Reputation: 993
When I try to run sagemaker locally for tensorflow in script mode. It seems like I cannot pull the docker container. I have ran the code below from a sagemaker notebook instance and everything ran fine. But when running it on my machine it doesn't work.

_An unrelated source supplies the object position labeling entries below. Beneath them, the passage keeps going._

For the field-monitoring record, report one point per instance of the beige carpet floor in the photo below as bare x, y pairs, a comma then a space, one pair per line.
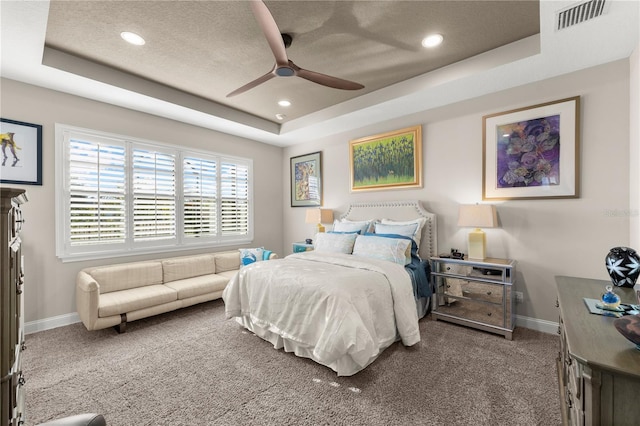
193, 367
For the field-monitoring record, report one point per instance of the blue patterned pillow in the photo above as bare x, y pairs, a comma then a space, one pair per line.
348, 226
397, 250
249, 256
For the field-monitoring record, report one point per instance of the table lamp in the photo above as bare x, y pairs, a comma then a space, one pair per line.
319, 216
477, 216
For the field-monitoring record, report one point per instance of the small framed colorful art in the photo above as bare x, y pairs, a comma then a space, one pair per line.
306, 180
532, 152
21, 159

How can I download the container, so I can debug things locally?
import os
import sagemaker
from sagemaker.tensorflow import TensorFlow
hyperparameters = {}
role = 'arn:aws:iam::xxxxxxxx:role/yyyyyyy'
estimator = TensorFlow(
entry_point='train.py',
source_dir='.',
train_instance_type='local',
train_instance_count=1,
hyperparameters=hyperparameters,
role=role,
py_version='py3',
framework_version='1.12.0',
script_mode=True)
estimator.fit()
I get this output
INFO:sagemaker:Creating training-job with name: sagemaker-tensorflow-
scriptmode-2019-01-28-18-51-57-787
WARNING! Using --password via the CLI is insecure. Use --password-stdin.

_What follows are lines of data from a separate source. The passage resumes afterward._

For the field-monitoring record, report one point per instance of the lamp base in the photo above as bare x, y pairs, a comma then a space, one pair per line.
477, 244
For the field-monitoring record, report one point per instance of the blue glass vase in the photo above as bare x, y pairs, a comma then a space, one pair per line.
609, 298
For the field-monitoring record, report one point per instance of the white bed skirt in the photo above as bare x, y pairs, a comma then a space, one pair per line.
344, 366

Error response from daemon: pull access denied for 520713654638.dkr.ecr.eu-west-2.amazonaws.com/sagemaker-tensorflow-scriptmode, repository does not exist or may require 'docker login'
subprocess.CalledProcessError: Command 'docker pull 520713654638.dkr.ecr.eu-west-2.amazonaws.com/sagemaker-tensorflow-scriptmode:1.12.0-cpu-py3' returned non-zero exit status 1.

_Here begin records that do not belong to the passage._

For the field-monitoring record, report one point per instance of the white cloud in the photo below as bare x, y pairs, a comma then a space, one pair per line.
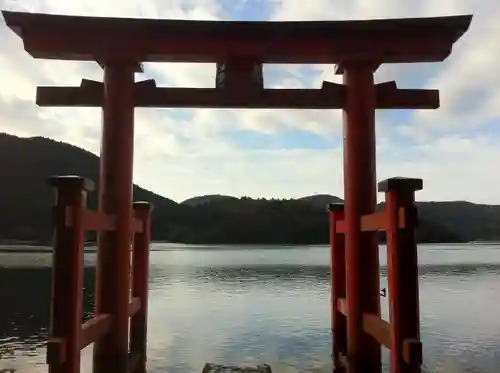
183, 153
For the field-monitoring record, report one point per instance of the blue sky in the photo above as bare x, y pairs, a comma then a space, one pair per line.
281, 153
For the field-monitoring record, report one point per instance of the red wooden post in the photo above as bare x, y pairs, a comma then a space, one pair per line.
63, 348
363, 289
406, 348
338, 286
115, 198
140, 265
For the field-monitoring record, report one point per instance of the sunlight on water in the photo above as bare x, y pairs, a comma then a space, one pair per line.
253, 305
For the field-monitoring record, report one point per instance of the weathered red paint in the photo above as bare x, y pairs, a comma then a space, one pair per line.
402, 268
119, 45
362, 262
63, 353
338, 287
115, 198
140, 264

The warning looks like the output you get when using the docker login stuff here. If I follow these steps to register to the directory with tensorflow container it says login success
Invoke-Expression -Command (aws ecr get-login --no-include-email --registry-ids 520713654638 --region eu-west-2)
WARNING! Using --password via the CLI is insecure. Use --password-stdin.
Login Succeeded
But then I still cannot pull it
docker pull 520713654638.dkr.ecr.eu-west-2.amazonaws.com/sagemaker-tensorflow-scriptmode:1.11.0-cpu-py3
Error response from daemon: pull access denied for 520713654638.dkr.ecr.eu-west-2.amazonaws.com/sagemaker-tensorflow-scriptmode, repository does not exist or may require 'docker login'
Upvotes: 3
Views: 2948
Reputation: 2719
the same sequence works for me locally : 'aws ecr get-login', 'docker login', 'docker pull'.
Does your local IAM user have sufficient credentials to pull from ECR? The 'AmazonEC2ContainerRegistryReadOnly' policy should be enough: https://docs.aws.amazon.com/AmazonECR/latest/userguide/ecr_managed_policies.html
Alternatively, you can grab the container from Github and build it: https://github.com/aws/sagemaker-tensorflow-container
Upvotes: 2